In general, $ \lambda $ cannot simply be taken to be a natural number and then one has to be content with a computable procedure for finding some $ { \mathop{\rm fix}\nolimits} _ \nabla ( f ) \in L $ such that $ { \mathop{\rm fix}\nolimits} _ \nabla ( f ) \supset { \mathop{\rm lfp}\nolimits} ( f ) $; for pragmatic reasons $ { \mathop{\rm fix}\nolimits} _ \nabla ( f ) $ should be "as close to" $ { \mathop{\rm lfp}\nolimits} ( f ) $ as possible. An upper bound operator $ \nabla : {L \times L} \rightarrow L $ is a not necessarily monotone function such that $ l _{1} \nabla l _{2} \supset l _{1} \bigcup l _{2} $ for all $ l _{1} , l _{2} \in L $. Given a not necessarily increasing sequence $ ( l _{n} ) _{n} $, one can then define
$$ l _ 0^ \nabla = l _{0} , $$
$$ l _{ {n + 1}^ \nabla } = l _ n^ \nabla \nabla l _{ {n + 1}} , $$
for all natural numbers $ n $. It is easy to show that $ ( l _ n^ \nabla ) _{n} $ is in fact an increasing sequence. A widening operator $ \nabla : {L \times L} \rightarrow L $ is an upper bound operator such that $ ( l _ n^ \nabla ) _{n} $ eventually stabilizes (i.e. $ \exists n _{0} \forall n \geq n _{0} :l _ n^ \nabla = l _{ {n _ 0}^ \nabla } $) for all increasing sequences $ ( l _{n} ) _{n} $. (A trivial and uninteresting example of a widening operator is given by $ l _{1} \nabla l _{2} = \bigcup L $.) One can now define
$$ f _ \nabla ^ {\left \langle 0 \right \rangle} = \bigcap L \ \textrm{ (the least element of } \ L \textrm{ ) } , $$
$$ f _ \nabla ^ {\left \langle {n + 1} \right \rangle} = \left \{ { {f _ \nabla ^ {\left \langle n \right \rangle} \ \ \textrm{ if } \ f ( f _ \nabla ^ {\left \langle n \right \rangle} ) \subset f _ \nabla ^ {\left \langle n \right \rangle} ,} \atop {f _ \nabla ^ {\left \langle n \right \rangle}\nabla f ( f _ \nabla ^ {\left \langle n \right \rangle} ) \ \ \textrm{ otherwise } ,}} \right . $$
for all natural numbers $ n $. One can show that $ ( f _ \nabla ^ {\langle n \rangle} ) _{n} $ eventually stabilizes and that $ { \mathop{\rm fix}\nolimits} _ \nabla ( f ) = \bigcup _{n} f _ \nabla ^ {\langle n \rangle} $ equals $ f _ \nabla ^ {\langle {n _ 0} \rangle} $ for some $ n _{0} $ and that $ { \mathop{\rm fix}\nolimits} _ \nabla ( f ) \in { \mathop{\rm Red}\nolimits} ( f ) $. Hence, $ { \mathop{\rm fix}\nolimits} _ \nabla ( f ) \supset { \mathop{\rm lfp}\nolimits} ( f ) $ and, furthermore, there is a computable procedure for calculating $ { \mathop{\rm fix}\nolimits} _ \nabla ( f ) $: simply do the finite number of calculations $ f _ \nabla ^ {\langle 0 \rangle} \dots f _ \nabla ^ {\langle {n _ 0} \rangle} = { \mathop{\rm fix}\nolimits} _ \nabla ( f ) $. Examples of "good" widening operators can be found in the literature.

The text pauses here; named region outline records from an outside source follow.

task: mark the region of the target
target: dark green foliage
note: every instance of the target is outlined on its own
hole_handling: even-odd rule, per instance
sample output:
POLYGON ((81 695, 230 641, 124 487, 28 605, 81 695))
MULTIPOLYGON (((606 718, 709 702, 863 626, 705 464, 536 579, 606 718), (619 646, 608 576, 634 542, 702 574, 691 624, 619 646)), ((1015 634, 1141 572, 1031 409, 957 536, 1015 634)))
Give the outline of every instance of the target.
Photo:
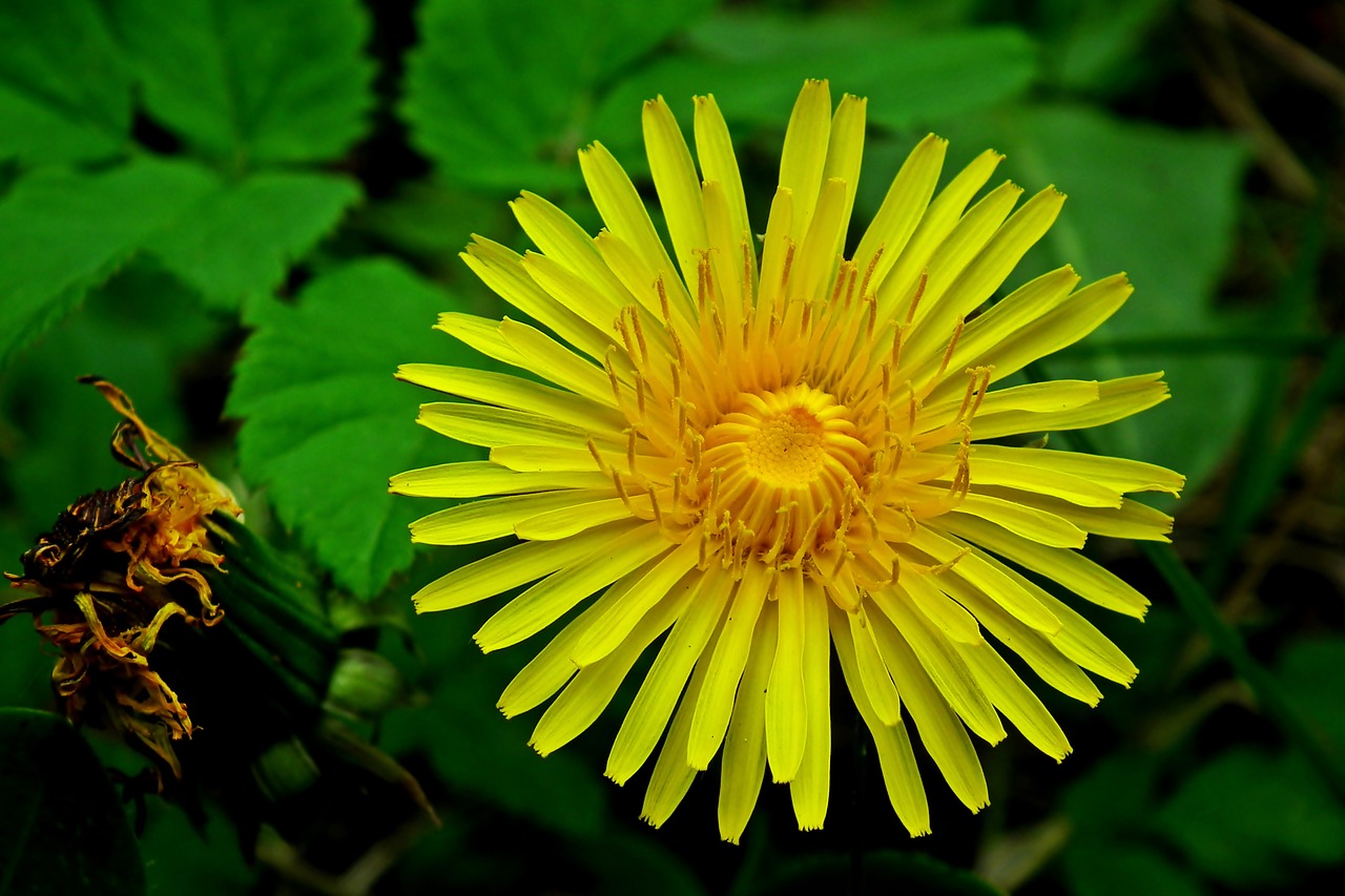
POLYGON ((0 709, 0 893, 145 892, 126 814, 65 718, 0 709))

[a1] | P. Cousot, "Semantic foundations of program analysis" S.S. Muchnick (ed.) N.D. Jones (ed.) , Program Flow Analysis: Theory and Applications , Prentice-Hall (1981) pp. 303–342 |
[a2] | S. Jagannathan, S. Weeks, "A unified treatment of flow analysis in higher-order languages" , Proc. POPL '95 , ACM Press (1995) pp. 393–407 |
[a3] | N.D. Jones, F. Nielson, "Abstract interpretation: a semantics-based tool for program analysis" S. Abramsky (ed.) D.M. Gabbay (ed.) T.S.E. Maibaum (ed.) , Handbook of Logic in Computer Science , 4 , Oxford Univ. Press (1995) pp. 527–636 |
[a4] | J.P. Talpin, P. Jouvelot, "The type and effect discipline" , Information and Computation , 111 (1994) |